Percutaneous ASD closure has established itself as a routine intervention due to the effectiveness and safety of the procedure as well as the advantage of a short learning curve. Rupture of the free right atrial wall must be considered a severe complication of percutaneous CHD interventions. This may be a potentially life-threatening complication if it leads to cardiac tamponade. Atrial erosion has been reported in association with Amplatzer septal occluders[3, 4]. According to the data reviewed by Pediatric and Adult Interventional Cardiac Symposium (PICS) 2012, most of the erosion occurred near the aortic root and the top of the atrium: 47 cases involved perforation of the roof of the left atrium (28 cases involved the aorta), 26 cases involved perforation of the roof of the right atrium (22 cases involved the aorta), and 9 cases involved both atria; in 15 cases, the site was unknown. Similarly, in Pics 2012 data, approximately 87.6% of erosions occurred in the first year after implantation. The incidence of erosions in children was 57% within 72 hours after the operation, and it was 65% in adults after more than 72 hours after implantation.

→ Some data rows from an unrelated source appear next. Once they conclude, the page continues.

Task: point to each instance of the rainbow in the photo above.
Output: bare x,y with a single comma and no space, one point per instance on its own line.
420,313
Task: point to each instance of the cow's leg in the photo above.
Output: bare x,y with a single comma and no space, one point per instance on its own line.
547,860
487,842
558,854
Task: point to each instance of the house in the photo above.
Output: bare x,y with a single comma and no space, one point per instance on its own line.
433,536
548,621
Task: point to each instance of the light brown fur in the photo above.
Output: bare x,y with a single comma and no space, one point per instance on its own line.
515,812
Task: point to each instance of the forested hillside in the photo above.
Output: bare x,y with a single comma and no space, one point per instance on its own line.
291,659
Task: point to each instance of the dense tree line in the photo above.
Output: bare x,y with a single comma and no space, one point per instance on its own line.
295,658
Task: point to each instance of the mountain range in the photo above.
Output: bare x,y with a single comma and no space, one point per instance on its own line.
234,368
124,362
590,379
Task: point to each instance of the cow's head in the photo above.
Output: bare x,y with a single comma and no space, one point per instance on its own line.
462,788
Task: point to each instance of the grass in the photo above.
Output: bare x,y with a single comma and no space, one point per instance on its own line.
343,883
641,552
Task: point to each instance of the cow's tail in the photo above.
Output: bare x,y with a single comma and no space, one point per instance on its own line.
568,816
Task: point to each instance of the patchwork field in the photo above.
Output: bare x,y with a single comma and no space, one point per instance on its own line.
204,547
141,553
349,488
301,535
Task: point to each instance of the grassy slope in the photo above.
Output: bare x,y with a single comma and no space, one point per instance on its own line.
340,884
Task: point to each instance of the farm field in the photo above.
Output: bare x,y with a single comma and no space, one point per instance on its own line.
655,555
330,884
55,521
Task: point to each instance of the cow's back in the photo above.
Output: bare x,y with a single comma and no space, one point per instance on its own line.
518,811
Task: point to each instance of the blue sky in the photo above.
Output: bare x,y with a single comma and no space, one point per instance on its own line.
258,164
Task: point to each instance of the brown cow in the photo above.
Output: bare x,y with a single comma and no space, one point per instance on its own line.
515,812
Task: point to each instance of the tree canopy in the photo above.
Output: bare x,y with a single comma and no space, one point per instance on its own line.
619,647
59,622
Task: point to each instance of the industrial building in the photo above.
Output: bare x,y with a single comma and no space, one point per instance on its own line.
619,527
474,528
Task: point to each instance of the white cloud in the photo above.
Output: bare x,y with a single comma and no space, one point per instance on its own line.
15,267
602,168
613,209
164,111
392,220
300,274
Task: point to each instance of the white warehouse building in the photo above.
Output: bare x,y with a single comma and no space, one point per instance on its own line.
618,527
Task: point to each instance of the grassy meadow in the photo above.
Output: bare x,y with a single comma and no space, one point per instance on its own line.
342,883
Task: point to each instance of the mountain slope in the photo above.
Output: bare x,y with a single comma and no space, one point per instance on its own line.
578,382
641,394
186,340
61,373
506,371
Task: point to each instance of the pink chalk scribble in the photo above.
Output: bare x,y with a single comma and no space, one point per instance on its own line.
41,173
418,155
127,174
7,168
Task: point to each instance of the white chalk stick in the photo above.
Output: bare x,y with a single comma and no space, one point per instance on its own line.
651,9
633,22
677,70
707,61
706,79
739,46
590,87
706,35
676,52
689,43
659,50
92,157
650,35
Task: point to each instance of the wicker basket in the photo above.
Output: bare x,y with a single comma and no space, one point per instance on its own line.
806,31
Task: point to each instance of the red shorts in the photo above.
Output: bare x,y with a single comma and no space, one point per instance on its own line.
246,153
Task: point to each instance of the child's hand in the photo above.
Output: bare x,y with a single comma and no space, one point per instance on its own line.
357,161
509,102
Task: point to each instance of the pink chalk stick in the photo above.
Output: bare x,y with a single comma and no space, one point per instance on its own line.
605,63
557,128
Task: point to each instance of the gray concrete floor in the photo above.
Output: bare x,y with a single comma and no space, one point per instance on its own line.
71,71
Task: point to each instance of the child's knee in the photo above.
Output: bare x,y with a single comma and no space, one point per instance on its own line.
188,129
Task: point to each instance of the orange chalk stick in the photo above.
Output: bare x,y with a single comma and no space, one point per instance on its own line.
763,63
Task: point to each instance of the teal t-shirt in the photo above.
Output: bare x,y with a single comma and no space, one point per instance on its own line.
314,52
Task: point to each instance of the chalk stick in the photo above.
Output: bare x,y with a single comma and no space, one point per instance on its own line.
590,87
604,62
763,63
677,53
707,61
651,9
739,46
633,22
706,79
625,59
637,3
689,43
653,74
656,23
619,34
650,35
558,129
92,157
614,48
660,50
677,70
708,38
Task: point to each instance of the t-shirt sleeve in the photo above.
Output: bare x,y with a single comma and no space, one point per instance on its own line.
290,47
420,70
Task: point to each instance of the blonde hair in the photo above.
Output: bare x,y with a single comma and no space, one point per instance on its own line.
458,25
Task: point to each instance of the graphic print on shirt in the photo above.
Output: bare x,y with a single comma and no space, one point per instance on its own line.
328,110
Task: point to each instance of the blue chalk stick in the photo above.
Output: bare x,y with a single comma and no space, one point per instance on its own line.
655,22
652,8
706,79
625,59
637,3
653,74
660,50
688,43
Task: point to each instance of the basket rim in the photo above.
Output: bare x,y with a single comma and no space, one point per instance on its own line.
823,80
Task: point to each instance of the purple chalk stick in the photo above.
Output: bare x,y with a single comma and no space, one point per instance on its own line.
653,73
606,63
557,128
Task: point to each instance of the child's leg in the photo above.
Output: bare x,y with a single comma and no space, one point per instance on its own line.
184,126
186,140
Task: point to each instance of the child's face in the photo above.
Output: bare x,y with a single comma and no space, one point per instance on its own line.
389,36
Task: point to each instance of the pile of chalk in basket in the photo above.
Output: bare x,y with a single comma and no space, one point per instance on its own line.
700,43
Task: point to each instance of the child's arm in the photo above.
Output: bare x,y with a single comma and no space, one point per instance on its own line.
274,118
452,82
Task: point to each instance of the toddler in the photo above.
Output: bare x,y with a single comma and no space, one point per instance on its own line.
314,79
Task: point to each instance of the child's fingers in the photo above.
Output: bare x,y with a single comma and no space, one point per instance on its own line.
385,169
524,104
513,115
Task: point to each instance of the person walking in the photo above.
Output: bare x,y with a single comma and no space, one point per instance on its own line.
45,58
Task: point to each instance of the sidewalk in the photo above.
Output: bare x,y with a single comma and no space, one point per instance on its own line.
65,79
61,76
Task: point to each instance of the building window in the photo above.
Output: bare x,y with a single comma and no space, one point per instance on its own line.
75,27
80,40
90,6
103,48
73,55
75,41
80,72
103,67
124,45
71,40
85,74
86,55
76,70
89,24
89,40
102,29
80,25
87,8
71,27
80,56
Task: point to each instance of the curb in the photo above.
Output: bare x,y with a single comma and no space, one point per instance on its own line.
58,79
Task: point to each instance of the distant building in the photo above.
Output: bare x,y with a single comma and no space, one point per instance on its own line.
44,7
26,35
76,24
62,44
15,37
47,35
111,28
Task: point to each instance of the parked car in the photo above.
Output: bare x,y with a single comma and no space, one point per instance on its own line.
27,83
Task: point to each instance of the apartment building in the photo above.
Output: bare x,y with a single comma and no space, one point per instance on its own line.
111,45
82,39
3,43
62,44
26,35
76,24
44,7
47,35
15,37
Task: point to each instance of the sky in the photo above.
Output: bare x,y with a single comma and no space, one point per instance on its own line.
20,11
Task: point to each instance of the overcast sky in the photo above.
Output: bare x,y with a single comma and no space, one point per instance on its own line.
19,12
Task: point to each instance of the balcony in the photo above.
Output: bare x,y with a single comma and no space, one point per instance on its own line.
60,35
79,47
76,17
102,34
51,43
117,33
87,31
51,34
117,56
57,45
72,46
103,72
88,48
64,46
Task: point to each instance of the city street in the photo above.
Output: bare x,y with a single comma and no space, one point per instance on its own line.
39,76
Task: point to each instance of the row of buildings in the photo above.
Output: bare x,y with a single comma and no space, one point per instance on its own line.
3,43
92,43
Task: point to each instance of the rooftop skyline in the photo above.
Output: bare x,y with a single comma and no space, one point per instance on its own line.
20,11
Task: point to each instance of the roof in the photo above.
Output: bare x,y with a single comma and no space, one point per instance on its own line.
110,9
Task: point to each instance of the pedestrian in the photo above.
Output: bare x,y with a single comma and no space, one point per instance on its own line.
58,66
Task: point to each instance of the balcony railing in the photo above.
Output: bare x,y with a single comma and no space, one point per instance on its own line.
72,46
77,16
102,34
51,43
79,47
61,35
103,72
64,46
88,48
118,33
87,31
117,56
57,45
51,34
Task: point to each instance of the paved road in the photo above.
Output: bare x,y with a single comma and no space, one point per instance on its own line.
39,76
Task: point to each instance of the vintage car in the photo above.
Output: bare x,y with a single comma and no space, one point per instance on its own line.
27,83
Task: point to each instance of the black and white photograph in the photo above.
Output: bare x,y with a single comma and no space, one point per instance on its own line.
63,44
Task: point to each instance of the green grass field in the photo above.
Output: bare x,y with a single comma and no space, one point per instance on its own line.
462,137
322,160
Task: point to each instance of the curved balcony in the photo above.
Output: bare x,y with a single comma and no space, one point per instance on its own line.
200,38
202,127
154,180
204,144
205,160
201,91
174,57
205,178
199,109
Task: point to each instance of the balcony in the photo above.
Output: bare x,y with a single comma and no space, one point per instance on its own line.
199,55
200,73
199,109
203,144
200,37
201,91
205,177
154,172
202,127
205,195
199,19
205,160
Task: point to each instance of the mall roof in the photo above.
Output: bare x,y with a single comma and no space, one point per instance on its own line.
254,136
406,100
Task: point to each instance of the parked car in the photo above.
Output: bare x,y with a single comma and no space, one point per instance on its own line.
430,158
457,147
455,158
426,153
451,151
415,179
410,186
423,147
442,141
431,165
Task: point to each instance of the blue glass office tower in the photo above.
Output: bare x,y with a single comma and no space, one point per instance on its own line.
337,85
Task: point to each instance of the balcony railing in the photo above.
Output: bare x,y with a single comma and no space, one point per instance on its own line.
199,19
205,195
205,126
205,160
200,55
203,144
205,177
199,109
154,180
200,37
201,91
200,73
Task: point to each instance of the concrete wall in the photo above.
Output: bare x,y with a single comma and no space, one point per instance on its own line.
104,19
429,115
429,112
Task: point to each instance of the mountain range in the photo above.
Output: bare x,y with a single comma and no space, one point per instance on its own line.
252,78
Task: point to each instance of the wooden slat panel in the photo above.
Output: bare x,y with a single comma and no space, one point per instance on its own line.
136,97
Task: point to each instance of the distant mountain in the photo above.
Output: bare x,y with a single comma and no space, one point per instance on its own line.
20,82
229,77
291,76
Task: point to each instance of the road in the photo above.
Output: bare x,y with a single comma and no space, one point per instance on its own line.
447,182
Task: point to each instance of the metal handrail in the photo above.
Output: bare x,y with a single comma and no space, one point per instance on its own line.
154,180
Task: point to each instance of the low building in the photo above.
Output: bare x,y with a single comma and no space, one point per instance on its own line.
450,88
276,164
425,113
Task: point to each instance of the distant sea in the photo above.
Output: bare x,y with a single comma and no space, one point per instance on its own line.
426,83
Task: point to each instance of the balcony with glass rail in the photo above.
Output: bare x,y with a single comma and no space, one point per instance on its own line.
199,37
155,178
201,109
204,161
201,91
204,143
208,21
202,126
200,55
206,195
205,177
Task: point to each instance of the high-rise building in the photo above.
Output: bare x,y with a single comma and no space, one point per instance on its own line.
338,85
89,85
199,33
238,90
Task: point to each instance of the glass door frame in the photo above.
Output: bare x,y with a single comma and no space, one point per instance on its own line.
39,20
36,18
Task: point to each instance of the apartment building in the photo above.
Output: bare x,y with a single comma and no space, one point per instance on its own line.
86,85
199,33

Our case demonstrated perforation of the atrial wall and aortic sinus as a complication of the atrial septal defect closure device 3 months after implantation of a 12-mm ASO. Since erosion occurs several hours or even days after a successful transcatheter closure, it can be concluded that the damage mechanism is not related to a catheterization technique-related complication but rather to a complex interaction between the device and the atrial wall. According to previous experience with occlusion, the base of the aorta is adjacent to the anterosuperior rim or limbus of the defect. In some cases, it is the only structure of this boundary. Due to the position of the device against the interatrial septum, the anterosuperior aspect of the device is in constant contact with the aorta during the cardiac cycle. Moreover, due to defects in the aortic rings, especially with the deployment of a significantly oversized device, the edge of the device may elongate the free atrial wall adjacent to the atrial septum. With each cardiac cycle, the movement of the edge of the device near the superior edge leads to a "seesaw" mechanism, resulting in potential erosion of the atrial roof and the adjacent aorta. The result is the development of pericardial hemorrhage and hemodynamic damage. The vulnerability of the atrial wall becomes more exaggerated with oversizing of the device and reduction of the RA cavity after ASD closure. We also found that compared with other atrial septal occluders, AGA occluder material has greater hardness. If placed near the aortic wall, this structure will lead to more rigid contact with the atrial wall and aortic wall, resulting in a higher risk of atrial and aortic erosion.
However, the current analysis of and theory on how device erosion occurs have significant limitations. Therefore, we should pay attention to the following points in future transcatheter closure: first, we should rigorously identify the indications before the operation; second, we must improve transthoracic echocardiography and transesophageal echocardiography before the operation to preoperatively assess the morphology of the ASD with respect to its location, size, shape, and margins and select the appropriate occluder according to the examination results; third, since events are more frequent in the first year, there should be frequent follow-up in the first year (e.g., serial echocardiography at 1 week, 1 month, 3 months, and 6 months) and clinical follow-up annually with less frequent follow-up after the first year; fourth, clinicians must ensure that patients are well informed of the risks/benefits of transcatheter closure of ASD. Further, sufficient communication between clinicians and their patients who have undergone implantation should be occur to educate patients about symptoms without creating fear and anxiety.
To summarize, with this case report, we want to illustrate that although percutaneous closure of ASD is regarded as a routine procedure, we should not forget the potentially lethal complications, especially cardiac erosion. Therefore, we should carefully evaluate the risk of erosion before surgery, and careful lifelong follow-up is needed.